My master research topic is about developing new numerical methods (see our paper) to analyze critical phenomena; the conformal field theory (CFT) is one of the most important languages to describe critical phenomena. Although I realized that I should start learning CFT in early 2020, it was not until quite recent that I actually start. I’ve scanned the following lecture notes and videos during the past two weeks:

*EPFL lectures on Conformal Field Theory in $D \leq 3$ Dimensions*, by Slava Rychkov. Here you can find the arXiv version and the published Springer version. I choose to first read this notes because now I’m extracting scaling dimensions of the 3D Ising model.- Five lecture videos by John Cardy talking about conformal field theory and statistical mechanics. Here is the YouTube link. Cardy focused on 2d CFT results, and he also mentioned many interesting statistical models like the simplest Gaussian, height model, and loop gas model.

## EPFL lecture notes

This short note is less than 100 pages and discusses the form of 2- and 3-point functions and also radial quantization. The focus is on general spatial dimension $D>=3$ instead of $D=2$.
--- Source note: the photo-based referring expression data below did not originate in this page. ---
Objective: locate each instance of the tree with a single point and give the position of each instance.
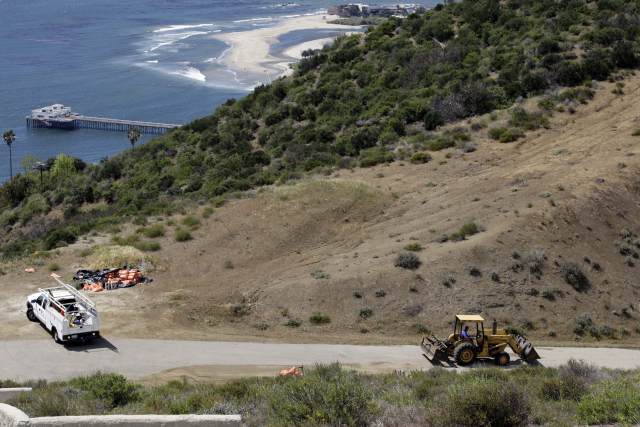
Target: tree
(29, 162)
(8, 137)
(63, 166)
(134, 136)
The most interesting thing about this lecture note is how it addresses conformal transformation and explains conformal **kinematics**. Conformal is nothing but adding scaling (zooming in and out) and the so-called special conformal transformation into the ordinary rotation group $SO(D)$ in $D-$spatial dimension. This means there are no free-offered $D$-dimensional defining representation for the conformal group because the map from the old coordinate $\vec{x}$ to the new $\vec{x’}$ is nonlinear. However, interestingly, the conformal group in $D-$spatial dimension is the same as, or if you want a more mathematical term, isomorphic to, the group $SO(D+1, 1)$, the Lorentz group in $(D+1) + 1$-space-time dimension. Since we know very well about how the group $SO(D+1,1)$ acts on a $(D+2)$-dimensional vector $\vec{X}$, if we can find a way to embed the $D$-dimensional vector $\vec{x}$ into the higher dimensional space $\vec{X}$, we can study the conformal group by thinking about $SO(D+1, D)$. The submanifold embedded in $\vec{X}$ is called the **Projective Null Cone** in the book. This is an interesting trick that most textbooks in CFT do not mention.

## Cardy's lecture videos

Cardy’s lecture is short and extremely enlightening! The interesting thing about his lecture is that he talks many fascinating lattice models and also briefly explain how to identify them with the known 2d CFTs. I will definitely read his lecture notes carefully.

## Tentative plans

To better understand CFT in general spacial dimensions larger than 2, I also want to take a look at David Simmons-Duffin’s TASI lecture notes. I think it is closely related to the EPFL notes above, but it contains many interesting short exercises.

For the 2D CFT, apart from Cardy’s lecture notes and his textbook, I will also resume reading the big yellow book, where many detailed calculations are shown.